Clean cooking to build climate resilience

Clean cooking is one of the most critical, cost-effective tools we have to reduce carbon emissions, improve public health, and protect the environment all at the same time. Yet it remains underfunded and undervalued as a nature-based climate solution among investors and policymakers. By Climate Champions | August 30, 2022

The protection and restoration of our ecosystems is crucial—and nature-based solutions are a critical part of progressing climate resilience. These solutions put people and nature first in pursuit of protecting our ecosystems, reducing carbon emissions, and improving public health.

Our partners at the Clean Cooking Alliance on 30 August launched their latest report: Accelerating clean cooking as a nature-based climate solution, asserting clean cooking as one of the most critical, cost-effective tools to improve our resilience. Improving access to clean cooking is an essential step in the Race to Resilience.

Today 2.4 billion people are without access to clean cooking, costing the world more than US$2.4 trillion in damage to the climate and contributing to 3.2 million deaths each year. The urgency cannot be overstated. Indoor air pollution is linked to childhood pneumonia, pulmonary disorder, ischemic heart disease, stroke and lung cancer, low birthweight and stillbirths. Women and children are worst impacted, as they spend more time cooking and in the house.

Moreover, cooking with polluting fuels such as wood, charcoal, coal and kerosene is responsible for the same share of global emissions as the shipping and aviation sectors – around 2%.

Shifting to clean cooking can also cut potent black carbon emissions worldwide, half of which come from household energy use. Yet, clean cooking solutions only draw tens of millions of US dollars in investment, when US$10 billion a year is needed globally by 2030 to achieve universal access. Lack of access to clean cooking remains the most underinvested health and environmental problem in the world.

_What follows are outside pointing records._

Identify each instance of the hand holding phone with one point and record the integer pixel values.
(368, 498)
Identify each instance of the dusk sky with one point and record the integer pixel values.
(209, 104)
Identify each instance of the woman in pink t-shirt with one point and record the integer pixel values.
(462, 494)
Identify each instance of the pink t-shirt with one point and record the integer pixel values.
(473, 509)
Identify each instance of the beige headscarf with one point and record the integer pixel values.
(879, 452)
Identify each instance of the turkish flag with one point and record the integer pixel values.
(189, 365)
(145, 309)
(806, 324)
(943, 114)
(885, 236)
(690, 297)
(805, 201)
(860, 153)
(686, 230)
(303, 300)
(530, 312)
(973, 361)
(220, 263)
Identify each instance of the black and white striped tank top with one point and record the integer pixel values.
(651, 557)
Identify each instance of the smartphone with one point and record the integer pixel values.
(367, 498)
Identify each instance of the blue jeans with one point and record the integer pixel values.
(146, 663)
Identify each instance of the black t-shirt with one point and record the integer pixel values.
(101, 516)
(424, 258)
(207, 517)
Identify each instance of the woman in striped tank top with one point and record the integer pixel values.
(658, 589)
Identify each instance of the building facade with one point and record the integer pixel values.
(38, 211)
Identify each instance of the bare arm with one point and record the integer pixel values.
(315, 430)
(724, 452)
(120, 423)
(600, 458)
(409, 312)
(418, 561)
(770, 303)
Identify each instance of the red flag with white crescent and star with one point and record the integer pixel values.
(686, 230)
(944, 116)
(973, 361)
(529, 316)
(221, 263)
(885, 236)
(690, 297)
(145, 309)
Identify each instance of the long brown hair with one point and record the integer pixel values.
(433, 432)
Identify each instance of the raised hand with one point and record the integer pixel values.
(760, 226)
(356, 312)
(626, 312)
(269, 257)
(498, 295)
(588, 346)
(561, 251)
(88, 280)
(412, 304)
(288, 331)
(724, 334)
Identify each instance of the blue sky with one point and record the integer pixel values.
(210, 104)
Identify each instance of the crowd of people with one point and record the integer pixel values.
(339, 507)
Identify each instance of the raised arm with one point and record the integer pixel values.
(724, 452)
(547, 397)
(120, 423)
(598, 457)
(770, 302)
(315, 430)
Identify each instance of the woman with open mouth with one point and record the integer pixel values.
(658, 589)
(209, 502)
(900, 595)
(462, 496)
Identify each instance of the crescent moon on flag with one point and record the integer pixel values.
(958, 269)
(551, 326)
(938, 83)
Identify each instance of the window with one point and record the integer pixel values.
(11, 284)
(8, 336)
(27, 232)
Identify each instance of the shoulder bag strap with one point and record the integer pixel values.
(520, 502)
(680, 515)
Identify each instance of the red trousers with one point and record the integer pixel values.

Clean cooking, a suite of fuel-stove combinations with emissions performance that meets the World Health Organization’s guidelines for indoor air quality, transforms lives and protects the climate at the same time. The myriad of benefits include:

  • Reducing direct emissions of black carbon and other pollutants
  • Protecting biodiversity by reducing habitat destruction and promoting restoration
  • Improving indoor air quality
  • Protecting the time and safety of women and girls who perform 91% of the work to cook
  • Improving food security for rural communities

Clean cooking climate action

The UN Climate Change High-Level Champions partnered with the Clean Cooking Alliance to galvanize breakthroughs in the sector ahead of COP27 and help drive benefits across the continent.

Change is underway. More than 400 million people have gained access to clean cooking fuels and technologies since 2010, saving over 4.6 million lives from the health impacts of air pollution. The capital raised in the first half of this year is more than double what was reported in 2020, and clean cooking businesses such as Circle Gas and KOKO Networks are seeing customer growth.

The launch of the world’s first impact fund for clean cooking solutions was also promising – drawing US$40 million as of March from development finance institutions, foundations, family offices, and pension funds. The fund aims to raise US$70 million to finance companies providing clean cooking alternatives.

Through the creation of solar powered micro-grids, Maasai of the Moduli district in northern Tanzania are receiving power in their mud huts inside their bomas (corralled community). The solar power is providing life-saving water purification, a shared refrigerator for food and medicines, a computer for the community, and lights for the cow and goat corrals to frighten away the hyenas. The International Collaborative for Science, Education and the Environment (ICSEE) also manufactures and distributes a chimney stove for Maasai homes designed collaboratively with Maasai women and installed by teams of women from each participating village to reduce the intake of smoke and carbon dioxide when cooking over traditional fires inside the home. Footage by Morgana Wingard/ USAID.

In addition, 68 countries have already targeted clean cooking in their Nationally Determined Contributions to the Paris Agreement. Rwanda, is setting an example, with a goal to distribute modern, efficient cookstoves to 80% of its rural population and half its urban population by 2030. The government is working with KOKO and investors to achieve this.

However, at least another 30 countries with more than 1 million people relying on dirty cooking still need to set out clean cooking action in their Paris contributions, and follow Rwanda’s lead in partnering with investors and banks.

Aligning clean cooking with nature-based finance could help address both dirty cooking and nature loss, by reducing the demand for firewood and ensuring that when new trees are planted they are not cut down.